Fun Fact About Me – I gave up traditional bread about 10 years ago when I found out I was allergic to gluten, and YES it was difficult!
But, over the years, I’ve tried, tested, and developed lots of different gluten free bread alternatives, and there’s a handful of recipes I always come back to.
THIS is one of those recipes.
I love this keto bread recipe because not only is it gluten free, but it’s also low carb and dairy free.
Not only that, but it’s also flexible, bendable, and doesn’t crumble. If you’ve ever tested gluten free bread, then you know they crumble sometimes, which is so annoying when you want to make a sandwich!
With this keto bread recipe, you can use it for low carb sandwiches, avocado bread, and you can even add some coconut oil to a skillet and toast it, which is my favorite way to eat it!

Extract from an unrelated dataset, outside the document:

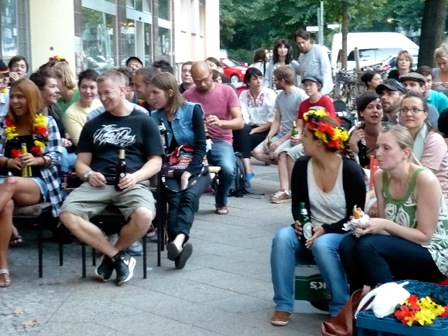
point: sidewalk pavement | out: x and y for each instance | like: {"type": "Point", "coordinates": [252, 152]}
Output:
{"type": "Point", "coordinates": [225, 288]}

Anyway, I hope you give this recipe a try because I’m certain you’re going to love it!
Watch Recipe Video Below…
This bread recipe is keto friendly and dairy free. I recommend doubling this recipe if you want the bread slices to be larger, which is what I do when using this bread for sandwiches.
- 6 Organic Eggs
- 1/4 tsp Cream of Tartar
- 1.5 C. Almond Flour
- 4 Tbsp Softened Grass-fed Butter or Ghee (can also use coconut oil)
- 3 tsp Baking Powder
- Pinch of Sea Salt
Preheat oven to 375 degrees F. Grease a loaf pan with coconut oil or avocado oil. Set pan aside.
Separate egg whites from the egg yolks. Add egg whites to a large mixing bowl and yolks to a separate smaller bowl. Set bowl of yolks aside.
Add cream of tartar to bowl of egg whites. Using an electric hand mixer, whisk egg whites until it forms a foam-like texture. It should look similar to whipped cream (see recipe video for reference). Set bowl of egg whites aside.
In a food processor, add the egg yolks, 1/3 of the egg white mixture, almond flour, softened butter or ghee, baking powder, and sea salt. Blend until combined.
Add the remaining egg whites to the food processor and pulse a few times until incorporated. Be careful not to over process it.
Transfer this mixture into your loaf pan. Bake bread for 30 minutes or until fully cooked through. You can use the toothpick method by poking the bread and if the toothpick comes out clean, it’s ready!
Let bread cool completely before removing from the loaf pan. Keep bread stored in refrigerator wrapped in saran wrap or foil. You can use this bread for sandwiches, avocado toast, and you can also add some oil to a skillet and toast the bread. Will last up to a week in the refrigerator.